Zły (u)rok na bociany

Tego nie sposób było nie zauważyć. Najpierw opóźniał się przylot bocianów, a teraz okazuje się, że nie wszystkie dotarły do nas z Afryki. Stało się z nimi coś dziwnego, choć nie bardzo wiadomo co. Do mojej wsi bociany przyleciały spóźnione o jakieś 2-3 tygodnie.
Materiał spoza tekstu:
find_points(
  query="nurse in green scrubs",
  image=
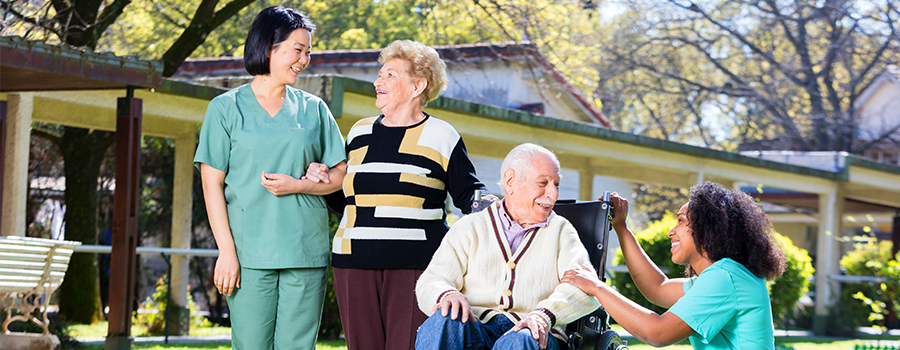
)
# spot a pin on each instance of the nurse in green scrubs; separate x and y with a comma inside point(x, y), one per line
point(270, 222)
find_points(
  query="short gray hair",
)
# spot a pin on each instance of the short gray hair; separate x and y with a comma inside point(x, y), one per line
point(519, 160)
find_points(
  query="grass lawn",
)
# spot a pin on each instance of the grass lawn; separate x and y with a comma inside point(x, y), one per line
point(795, 343)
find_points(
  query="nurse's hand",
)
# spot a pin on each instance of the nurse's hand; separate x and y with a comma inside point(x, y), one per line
point(227, 276)
point(317, 172)
point(279, 184)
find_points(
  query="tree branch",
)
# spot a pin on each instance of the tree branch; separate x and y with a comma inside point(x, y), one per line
point(109, 15)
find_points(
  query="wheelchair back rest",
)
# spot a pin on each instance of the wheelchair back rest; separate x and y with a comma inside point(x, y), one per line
point(591, 220)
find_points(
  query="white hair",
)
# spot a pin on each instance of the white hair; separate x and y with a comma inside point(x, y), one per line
point(519, 160)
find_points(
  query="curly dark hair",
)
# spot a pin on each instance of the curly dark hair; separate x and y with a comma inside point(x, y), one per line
point(729, 224)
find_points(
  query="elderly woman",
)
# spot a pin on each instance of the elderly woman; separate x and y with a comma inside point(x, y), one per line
point(725, 240)
point(401, 166)
point(270, 227)
point(494, 283)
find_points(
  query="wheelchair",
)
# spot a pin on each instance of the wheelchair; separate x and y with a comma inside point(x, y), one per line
point(592, 221)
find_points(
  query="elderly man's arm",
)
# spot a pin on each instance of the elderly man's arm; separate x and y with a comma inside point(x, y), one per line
point(443, 278)
point(567, 303)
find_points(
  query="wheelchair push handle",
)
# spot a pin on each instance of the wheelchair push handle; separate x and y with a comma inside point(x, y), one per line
point(481, 200)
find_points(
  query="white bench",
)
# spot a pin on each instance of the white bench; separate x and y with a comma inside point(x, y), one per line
point(30, 270)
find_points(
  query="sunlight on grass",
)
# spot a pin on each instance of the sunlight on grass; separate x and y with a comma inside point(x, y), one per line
point(795, 343)
point(100, 329)
point(320, 345)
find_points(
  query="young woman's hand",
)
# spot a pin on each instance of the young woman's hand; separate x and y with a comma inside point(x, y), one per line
point(278, 184)
point(620, 210)
point(317, 172)
point(540, 330)
point(227, 275)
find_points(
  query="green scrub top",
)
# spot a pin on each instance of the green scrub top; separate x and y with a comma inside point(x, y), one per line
point(728, 308)
point(241, 139)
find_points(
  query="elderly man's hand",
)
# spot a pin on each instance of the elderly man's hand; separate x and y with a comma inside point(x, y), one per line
point(457, 305)
point(540, 330)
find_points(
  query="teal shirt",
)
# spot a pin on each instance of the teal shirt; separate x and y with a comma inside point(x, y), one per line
point(728, 308)
point(241, 139)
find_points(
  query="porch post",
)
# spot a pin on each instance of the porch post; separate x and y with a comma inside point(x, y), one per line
point(16, 144)
point(182, 201)
point(125, 220)
point(831, 210)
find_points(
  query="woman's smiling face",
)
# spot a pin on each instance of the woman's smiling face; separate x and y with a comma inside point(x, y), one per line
point(683, 249)
point(290, 57)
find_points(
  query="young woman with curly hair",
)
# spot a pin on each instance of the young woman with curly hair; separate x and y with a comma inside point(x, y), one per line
point(726, 242)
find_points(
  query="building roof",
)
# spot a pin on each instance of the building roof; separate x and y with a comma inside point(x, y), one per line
point(37, 66)
point(505, 50)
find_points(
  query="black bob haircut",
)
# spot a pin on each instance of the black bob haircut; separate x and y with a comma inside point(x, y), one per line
point(271, 27)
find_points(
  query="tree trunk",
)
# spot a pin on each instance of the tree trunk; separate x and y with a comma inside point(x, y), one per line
point(83, 151)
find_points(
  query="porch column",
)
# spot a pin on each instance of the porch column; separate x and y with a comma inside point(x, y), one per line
point(831, 210)
point(181, 231)
point(15, 163)
point(2, 154)
point(125, 221)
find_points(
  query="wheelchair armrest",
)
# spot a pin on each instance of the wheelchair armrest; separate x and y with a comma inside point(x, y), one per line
point(585, 332)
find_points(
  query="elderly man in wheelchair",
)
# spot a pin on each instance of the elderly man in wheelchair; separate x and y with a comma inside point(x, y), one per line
point(494, 282)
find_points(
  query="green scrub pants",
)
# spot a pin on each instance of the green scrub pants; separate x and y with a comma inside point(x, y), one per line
point(277, 308)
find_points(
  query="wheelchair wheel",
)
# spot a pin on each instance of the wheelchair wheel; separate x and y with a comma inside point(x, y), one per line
point(610, 340)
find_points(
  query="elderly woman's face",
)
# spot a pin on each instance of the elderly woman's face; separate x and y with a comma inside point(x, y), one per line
point(395, 89)
point(530, 199)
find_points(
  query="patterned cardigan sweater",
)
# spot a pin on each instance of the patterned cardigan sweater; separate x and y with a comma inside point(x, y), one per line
point(475, 259)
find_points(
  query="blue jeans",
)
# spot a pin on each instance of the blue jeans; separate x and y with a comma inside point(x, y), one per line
point(440, 333)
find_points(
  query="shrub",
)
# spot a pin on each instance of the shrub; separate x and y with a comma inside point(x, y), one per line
point(784, 292)
point(655, 242)
point(153, 319)
point(864, 304)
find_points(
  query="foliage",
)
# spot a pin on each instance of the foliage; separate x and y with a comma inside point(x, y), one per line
point(84, 23)
point(153, 317)
point(866, 303)
point(655, 201)
point(656, 244)
point(762, 74)
point(786, 290)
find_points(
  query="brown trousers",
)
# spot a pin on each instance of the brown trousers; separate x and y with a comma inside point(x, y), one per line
point(378, 308)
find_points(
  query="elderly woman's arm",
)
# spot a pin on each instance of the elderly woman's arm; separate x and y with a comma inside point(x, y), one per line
point(282, 184)
point(462, 182)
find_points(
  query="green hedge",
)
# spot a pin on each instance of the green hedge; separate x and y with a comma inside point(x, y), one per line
point(784, 292)
point(869, 259)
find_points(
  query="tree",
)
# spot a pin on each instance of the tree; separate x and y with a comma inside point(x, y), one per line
point(84, 150)
point(765, 74)
point(82, 23)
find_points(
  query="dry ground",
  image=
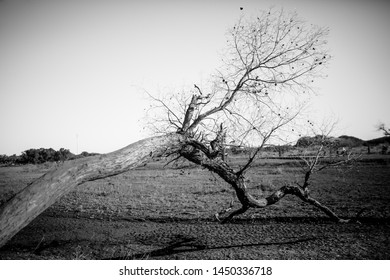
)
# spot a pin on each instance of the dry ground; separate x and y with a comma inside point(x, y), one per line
point(168, 213)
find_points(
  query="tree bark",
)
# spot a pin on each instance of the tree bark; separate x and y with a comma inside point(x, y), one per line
point(20, 210)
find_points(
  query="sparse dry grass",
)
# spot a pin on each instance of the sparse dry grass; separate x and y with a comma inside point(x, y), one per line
point(97, 219)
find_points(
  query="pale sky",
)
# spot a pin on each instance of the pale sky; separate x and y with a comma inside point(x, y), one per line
point(71, 70)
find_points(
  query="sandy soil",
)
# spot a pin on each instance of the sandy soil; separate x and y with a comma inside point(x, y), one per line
point(168, 214)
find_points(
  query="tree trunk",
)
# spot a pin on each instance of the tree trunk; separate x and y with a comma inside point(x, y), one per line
point(20, 210)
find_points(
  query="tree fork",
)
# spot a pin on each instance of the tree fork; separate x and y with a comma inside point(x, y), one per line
point(26, 205)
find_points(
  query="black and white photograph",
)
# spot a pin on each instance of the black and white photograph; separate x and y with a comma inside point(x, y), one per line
point(195, 130)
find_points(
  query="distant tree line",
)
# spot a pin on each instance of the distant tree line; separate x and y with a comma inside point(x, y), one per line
point(42, 155)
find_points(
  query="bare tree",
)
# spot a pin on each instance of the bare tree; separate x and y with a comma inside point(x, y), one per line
point(268, 69)
point(382, 127)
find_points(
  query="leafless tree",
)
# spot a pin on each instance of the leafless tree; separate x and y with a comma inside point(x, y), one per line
point(257, 95)
point(382, 127)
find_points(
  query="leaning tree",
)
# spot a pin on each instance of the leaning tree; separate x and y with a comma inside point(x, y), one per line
point(268, 68)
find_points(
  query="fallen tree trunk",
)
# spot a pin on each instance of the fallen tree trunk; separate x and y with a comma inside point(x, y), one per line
point(26, 205)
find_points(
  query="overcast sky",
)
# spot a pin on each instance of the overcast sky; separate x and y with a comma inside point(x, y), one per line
point(71, 71)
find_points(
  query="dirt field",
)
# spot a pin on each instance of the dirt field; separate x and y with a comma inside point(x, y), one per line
point(168, 213)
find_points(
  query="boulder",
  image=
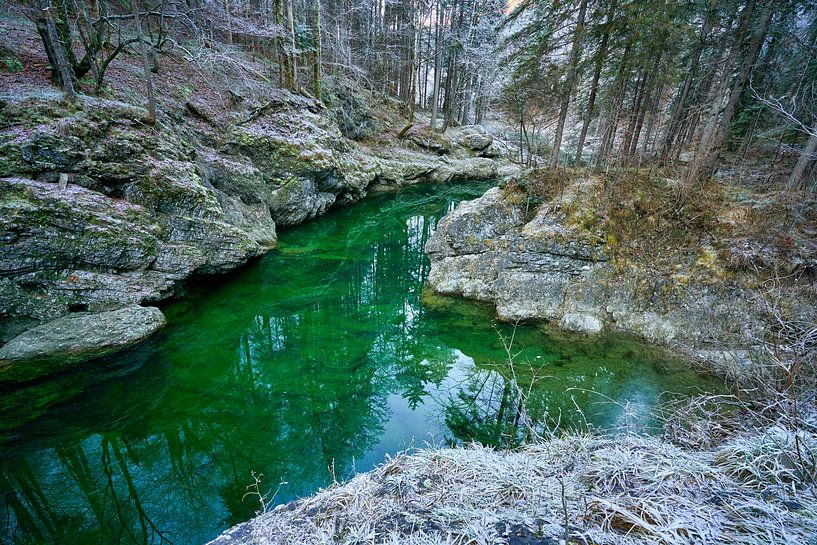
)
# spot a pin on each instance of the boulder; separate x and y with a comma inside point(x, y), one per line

Gdy zaniepokojony zasięgnąłem informacji na ptasich i przyrodniczych grupach dyskusyjnych, okazało się, że nie dotyczy to tylko Puszczy Białowieskiej, ale całego kraju. Zamiast w połowie kwietnia, boćki przylatywały w pierwszej połowie maja. Było ich też mniej niż zwykle. W niektórych rejonach Polski zajęta jest tylko jedna trzecia bocianich gniazd. - Tak złego roku nie było od 25 lat - mówił mi zajmujący się tymi ptakami, dr. Piotr Tryjanowski z Uniwersytetu Adam Mickiewicza w Poznaniu. Co się dzieje? Być może na trasie przelotów doszło do jakiegoś załamania pogody tak jak w 1997 r., kiedy bardzo wiele boćków utknęło nad Bosforem. Ale kłopot w tym, że tym razem nie było żadnych doniesień o takich anomaliach pogodowych. Druga hipoteza mówi o naturalnej fluktuacji liczebności tych ptaków. Z kolei trzecie wyjaśnienie jest związane z szarańczą. I tu mamy aż dwie możliwości. Jedna bardziej optymistyczna, druga mniej. - W zeszłym roku szarańcza masowo pojawiała się w Afryce. Dysponując tak dużą ilości pokarmu, część ptaków, szczególnie tych, które właśnie dorastają, mogła zdecydować się pozostać na zimowiskach i odłożyć zakładanie rodziny na przyszły rok - podejrzewa dr Tryjanowski. Możliwe jednak, że bociany stały się ofiarą walki z szarańczą - zostały zatrute. I to byłaby ta dużo gorsza wieść. Na szczęście z Afryki nie było doniesień o padających ptakach, a trudno byłoby takie wypadki przeoczyć, bo bociany na zimowiskach trzymają się w stadach. Tak czy inaczej ten rok będzie bardzo zły dla bocianów. Już dawno zauważono, że im później przylatują, tym mniej jest młodych w gniazdach. I to się teraz potwierdza. Z całej Polski mnożą się doniesienia o wyrzucaniu przez ptaki już zniesionych jaj z gniazd. A szkoda, bo ten rok obfituje w norniki na polach i bociany miałyby pod dostatkiem pokarmu. Widać jednak same ptaki mają świadomość, że nawet przy dużej obfitości pokarmu nie będą miały czasu na wychowanie młodych. W zeszłym roku w Polsce naliczono ok. 50 tysięcy par bocianów, co dało nam pierwsze miejsce w Europie. Gdyby boćki liczono obecnie, to zapewne wcale nie wyglądalibyśmy na bocianią potęgę. Na szczęście takie powszechne spisy bocianów odbywają się co dziesięć lat.